Our destination was Koya-san, some 50km south of Osaka , one of Japan ’s holiest mountains. The town itself is in a high, ceder-filled valley near the top of the mountain, 800m above sea level. This group of temples among the clouds is a complete contrast to the futuristic sensory overload of modern Japan city life.
We took the train from Osaka ’s Namba Station to Gokurakubashi Station (journey time around 1 ½ hours), and then a cable car to Koya-san Station (5 minutes).
We admired the views as the cable car started its slow ascent up the mountain. As I was taking pictures, there was someone else doing the same – Hori-san. A well travelled Japanese resident, this was his first time to Koya-san as well. Good natured and very friendly, we were privileged to have him join us for this part of our journey, we made a good friend and we’re still in contact.
At the top of the cable-car station we took the 5 minute bus ride along the winding road through cool, dark cryptomeria forests to Shojoshin-in, our temple lodging for the night.
On arrival we were greeted by a monk. We exchanged our shoes for sandals and after wiping our luggage over with a cloth, our monk showed us to our room and explained the meal and bath times. He warned us of the incoming typhoon. We had seen pictures the previous day on television. The weather had been windy in Osaka , but so far we had been fortunate in managing to avoid the worst of it.
Our room was Japanese style overlooking beautiful gardens. On the table were two origami doves and a note, congratulating us on our marriage. It was a lovely gesture and meant a lot to us. During our stay the monks made us feel really welcome.
After dropping off our bags, we left the temple and started our walk through the mysterious forest of Okunoin . Koya-san’s vast cemetery, the forest floor is scattered with more than 200,000 stone stupas of all shapes and sizes. A large number of historical characters are also buried here. Wondering slowly along the mystical 2km path, it takes about 45 minutes to reach the cemetry’s spiritual centre.
It started to rain. And rain. And rain. We took shelter beneath a temple roof where me, my wife and Hori-san chatted while waiting for the rain to ease. I’m not sure if it was just getting married, or being back in Japan , or making a new friend, or the religious overtones of the forest, but it seemed like a pretty special moment.
As we headed back we found this Panasonic grave. To Hori-san’s great amusement this picture was taken with my Panasonic camera. When we got back to the entrance, Hori-san had to rush to catch the bus back to the cable car station so we said our goodbyes.
Back in our temple, it was time to enjoy a traditional Japanese bath. There were two baths, one for men and one for women. Fortunately I had the bath all to myself. Large, wooden and filled to the brim with piping hot water, the bath was immensely relaxing.

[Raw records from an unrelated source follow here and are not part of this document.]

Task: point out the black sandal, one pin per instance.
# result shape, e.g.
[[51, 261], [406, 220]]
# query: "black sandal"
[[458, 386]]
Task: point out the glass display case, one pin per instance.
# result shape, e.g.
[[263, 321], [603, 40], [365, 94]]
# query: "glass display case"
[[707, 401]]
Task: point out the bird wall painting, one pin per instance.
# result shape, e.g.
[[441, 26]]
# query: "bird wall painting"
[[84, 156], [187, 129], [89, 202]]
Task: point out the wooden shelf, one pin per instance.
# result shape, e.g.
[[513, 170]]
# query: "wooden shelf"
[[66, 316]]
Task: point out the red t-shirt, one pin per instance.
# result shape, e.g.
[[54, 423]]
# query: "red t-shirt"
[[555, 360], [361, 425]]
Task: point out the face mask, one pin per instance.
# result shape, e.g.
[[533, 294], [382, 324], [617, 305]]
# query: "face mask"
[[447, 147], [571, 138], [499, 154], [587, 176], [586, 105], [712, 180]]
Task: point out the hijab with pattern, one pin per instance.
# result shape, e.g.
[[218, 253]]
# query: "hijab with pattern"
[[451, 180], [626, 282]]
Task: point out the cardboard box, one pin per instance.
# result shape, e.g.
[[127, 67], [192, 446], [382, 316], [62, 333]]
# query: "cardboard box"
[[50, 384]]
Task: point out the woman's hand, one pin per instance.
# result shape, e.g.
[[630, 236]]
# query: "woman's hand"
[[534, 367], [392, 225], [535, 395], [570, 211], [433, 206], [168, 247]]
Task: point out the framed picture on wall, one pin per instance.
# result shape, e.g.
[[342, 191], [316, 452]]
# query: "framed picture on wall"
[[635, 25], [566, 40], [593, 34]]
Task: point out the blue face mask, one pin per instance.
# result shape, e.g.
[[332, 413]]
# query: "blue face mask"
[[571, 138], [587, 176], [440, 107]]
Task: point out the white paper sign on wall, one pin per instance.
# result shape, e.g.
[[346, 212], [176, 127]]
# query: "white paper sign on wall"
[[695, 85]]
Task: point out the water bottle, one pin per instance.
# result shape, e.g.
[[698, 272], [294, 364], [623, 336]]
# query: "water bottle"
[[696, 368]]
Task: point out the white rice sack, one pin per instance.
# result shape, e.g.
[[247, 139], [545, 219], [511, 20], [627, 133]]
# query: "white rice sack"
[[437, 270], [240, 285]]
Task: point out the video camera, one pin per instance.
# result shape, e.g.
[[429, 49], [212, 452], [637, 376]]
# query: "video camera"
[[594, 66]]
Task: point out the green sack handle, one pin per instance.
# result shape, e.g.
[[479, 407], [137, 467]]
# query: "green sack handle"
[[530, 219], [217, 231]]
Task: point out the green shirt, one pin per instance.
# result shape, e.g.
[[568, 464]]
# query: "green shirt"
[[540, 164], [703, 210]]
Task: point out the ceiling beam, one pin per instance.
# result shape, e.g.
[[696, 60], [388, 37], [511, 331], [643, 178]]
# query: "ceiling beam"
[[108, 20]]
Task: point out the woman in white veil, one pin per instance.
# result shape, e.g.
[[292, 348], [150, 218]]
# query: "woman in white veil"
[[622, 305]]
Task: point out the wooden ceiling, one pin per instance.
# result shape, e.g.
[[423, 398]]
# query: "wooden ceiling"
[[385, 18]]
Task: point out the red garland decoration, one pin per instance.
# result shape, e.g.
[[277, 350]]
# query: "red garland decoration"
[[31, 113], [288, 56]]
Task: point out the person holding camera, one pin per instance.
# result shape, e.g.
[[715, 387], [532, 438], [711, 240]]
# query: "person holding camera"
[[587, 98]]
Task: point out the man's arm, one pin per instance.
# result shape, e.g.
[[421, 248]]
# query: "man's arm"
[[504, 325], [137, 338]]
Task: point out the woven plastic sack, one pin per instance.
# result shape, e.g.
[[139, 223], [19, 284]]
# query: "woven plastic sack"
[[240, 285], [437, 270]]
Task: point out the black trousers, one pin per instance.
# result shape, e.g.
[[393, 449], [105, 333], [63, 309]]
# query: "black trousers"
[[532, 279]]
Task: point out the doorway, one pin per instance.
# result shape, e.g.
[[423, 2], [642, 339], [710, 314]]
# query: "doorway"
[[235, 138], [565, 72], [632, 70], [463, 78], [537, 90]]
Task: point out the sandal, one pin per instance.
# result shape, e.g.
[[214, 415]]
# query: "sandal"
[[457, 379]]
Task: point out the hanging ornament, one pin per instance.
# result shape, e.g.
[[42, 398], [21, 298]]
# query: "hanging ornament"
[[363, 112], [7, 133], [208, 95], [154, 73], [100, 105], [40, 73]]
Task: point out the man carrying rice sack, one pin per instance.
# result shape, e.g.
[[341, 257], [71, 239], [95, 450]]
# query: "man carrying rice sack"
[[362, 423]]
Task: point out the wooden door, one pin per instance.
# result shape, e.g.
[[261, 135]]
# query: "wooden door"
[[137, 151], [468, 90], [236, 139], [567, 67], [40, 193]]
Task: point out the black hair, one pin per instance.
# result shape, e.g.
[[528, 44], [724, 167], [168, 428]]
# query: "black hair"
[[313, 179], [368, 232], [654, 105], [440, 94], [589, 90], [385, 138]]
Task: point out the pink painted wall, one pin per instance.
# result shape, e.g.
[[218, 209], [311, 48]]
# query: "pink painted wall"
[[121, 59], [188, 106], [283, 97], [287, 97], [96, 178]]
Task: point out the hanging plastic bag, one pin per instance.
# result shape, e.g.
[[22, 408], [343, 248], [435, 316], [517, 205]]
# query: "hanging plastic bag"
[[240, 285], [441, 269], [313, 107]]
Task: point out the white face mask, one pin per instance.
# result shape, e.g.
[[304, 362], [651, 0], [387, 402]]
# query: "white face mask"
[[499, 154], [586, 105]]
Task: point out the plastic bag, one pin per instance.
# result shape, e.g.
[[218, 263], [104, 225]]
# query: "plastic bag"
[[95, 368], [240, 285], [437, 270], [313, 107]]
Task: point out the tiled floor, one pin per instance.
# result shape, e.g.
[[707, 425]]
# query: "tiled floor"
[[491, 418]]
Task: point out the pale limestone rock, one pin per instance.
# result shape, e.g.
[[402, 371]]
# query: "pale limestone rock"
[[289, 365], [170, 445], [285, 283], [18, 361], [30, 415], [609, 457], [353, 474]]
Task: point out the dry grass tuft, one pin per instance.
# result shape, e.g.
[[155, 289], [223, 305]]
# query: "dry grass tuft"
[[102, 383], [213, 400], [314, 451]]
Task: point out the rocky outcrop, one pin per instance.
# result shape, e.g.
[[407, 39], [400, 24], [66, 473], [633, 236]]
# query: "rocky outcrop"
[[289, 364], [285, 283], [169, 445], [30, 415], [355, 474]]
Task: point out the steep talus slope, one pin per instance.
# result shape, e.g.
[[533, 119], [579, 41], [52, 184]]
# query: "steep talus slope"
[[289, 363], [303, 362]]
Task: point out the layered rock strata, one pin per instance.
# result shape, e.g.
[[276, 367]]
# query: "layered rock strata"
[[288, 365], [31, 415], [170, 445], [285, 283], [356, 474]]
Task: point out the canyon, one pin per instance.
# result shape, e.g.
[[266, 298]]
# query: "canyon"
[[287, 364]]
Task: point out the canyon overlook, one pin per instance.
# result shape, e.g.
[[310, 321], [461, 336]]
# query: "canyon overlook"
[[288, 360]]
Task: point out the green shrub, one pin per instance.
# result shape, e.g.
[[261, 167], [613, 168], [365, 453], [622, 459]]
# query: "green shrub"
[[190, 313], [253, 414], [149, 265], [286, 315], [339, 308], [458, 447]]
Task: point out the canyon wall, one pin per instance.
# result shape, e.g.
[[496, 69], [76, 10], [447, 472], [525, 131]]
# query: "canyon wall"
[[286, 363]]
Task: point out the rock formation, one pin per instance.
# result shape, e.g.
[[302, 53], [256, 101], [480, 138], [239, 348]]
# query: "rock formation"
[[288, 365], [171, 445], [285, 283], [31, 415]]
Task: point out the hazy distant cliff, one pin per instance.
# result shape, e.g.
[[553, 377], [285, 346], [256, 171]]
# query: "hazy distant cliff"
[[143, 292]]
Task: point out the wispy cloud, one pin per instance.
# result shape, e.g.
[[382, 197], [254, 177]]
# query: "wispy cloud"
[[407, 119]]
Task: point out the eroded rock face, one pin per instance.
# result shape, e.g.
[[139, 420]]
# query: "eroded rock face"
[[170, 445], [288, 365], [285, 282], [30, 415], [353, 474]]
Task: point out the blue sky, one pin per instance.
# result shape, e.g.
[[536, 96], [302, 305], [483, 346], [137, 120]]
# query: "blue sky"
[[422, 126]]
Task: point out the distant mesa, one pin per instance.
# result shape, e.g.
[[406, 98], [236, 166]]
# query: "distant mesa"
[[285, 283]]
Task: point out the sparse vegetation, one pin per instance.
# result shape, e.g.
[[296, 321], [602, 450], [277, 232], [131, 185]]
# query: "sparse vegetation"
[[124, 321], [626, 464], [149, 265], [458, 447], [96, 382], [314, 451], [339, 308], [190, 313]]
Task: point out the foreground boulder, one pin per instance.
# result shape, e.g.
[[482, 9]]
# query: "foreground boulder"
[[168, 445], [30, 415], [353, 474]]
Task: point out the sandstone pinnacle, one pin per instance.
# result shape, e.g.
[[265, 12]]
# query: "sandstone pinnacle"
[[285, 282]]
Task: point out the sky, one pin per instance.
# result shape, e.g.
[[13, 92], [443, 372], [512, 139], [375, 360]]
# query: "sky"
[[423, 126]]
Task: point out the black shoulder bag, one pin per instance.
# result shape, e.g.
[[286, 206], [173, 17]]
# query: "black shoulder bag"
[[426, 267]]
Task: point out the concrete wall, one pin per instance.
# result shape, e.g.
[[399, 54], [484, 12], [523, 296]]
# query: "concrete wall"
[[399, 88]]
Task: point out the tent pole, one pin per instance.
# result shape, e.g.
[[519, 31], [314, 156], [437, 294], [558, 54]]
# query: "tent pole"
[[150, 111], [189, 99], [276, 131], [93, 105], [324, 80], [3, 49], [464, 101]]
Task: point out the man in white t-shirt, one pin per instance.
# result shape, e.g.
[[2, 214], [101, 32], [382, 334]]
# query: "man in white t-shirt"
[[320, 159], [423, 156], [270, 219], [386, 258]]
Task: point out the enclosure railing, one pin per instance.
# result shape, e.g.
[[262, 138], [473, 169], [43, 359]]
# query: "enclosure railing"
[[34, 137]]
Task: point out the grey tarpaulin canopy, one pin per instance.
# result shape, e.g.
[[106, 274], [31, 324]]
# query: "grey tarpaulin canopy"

After the bath it was time to get ready and go for tea. The meal was excellent, consisting of seasonal vegetable and tofu-based dishes cooked without meat, fish onion or garlic seasoning. A lot of the dishes we were unable to identify, but it was delicious and beautifully presented. It was still raining heavily and rained throughout the night.
The next morning at 6am we attended prayers with the monks. The monk’s chanting was captivating and strangely hypnotic. During the ceremony, the monk who had shown us to our room invited us to prey with him. Up in this beautiful, mysterious mountain-top hideaway, the monks have their own strict way of life, their lives devoted to their religion. During our stay they showed us warmth and kindness. It’s clear they’re very friendly people and accepting of other cultures and beliefs different from their own.
The rain had stopped. It was a beautiful day. The mountain top air felt cool and refreshing. We thanked the monks for their amazing hospitality, said goodbye and set off back to Osaka . Koya-san was an unforgettable experience.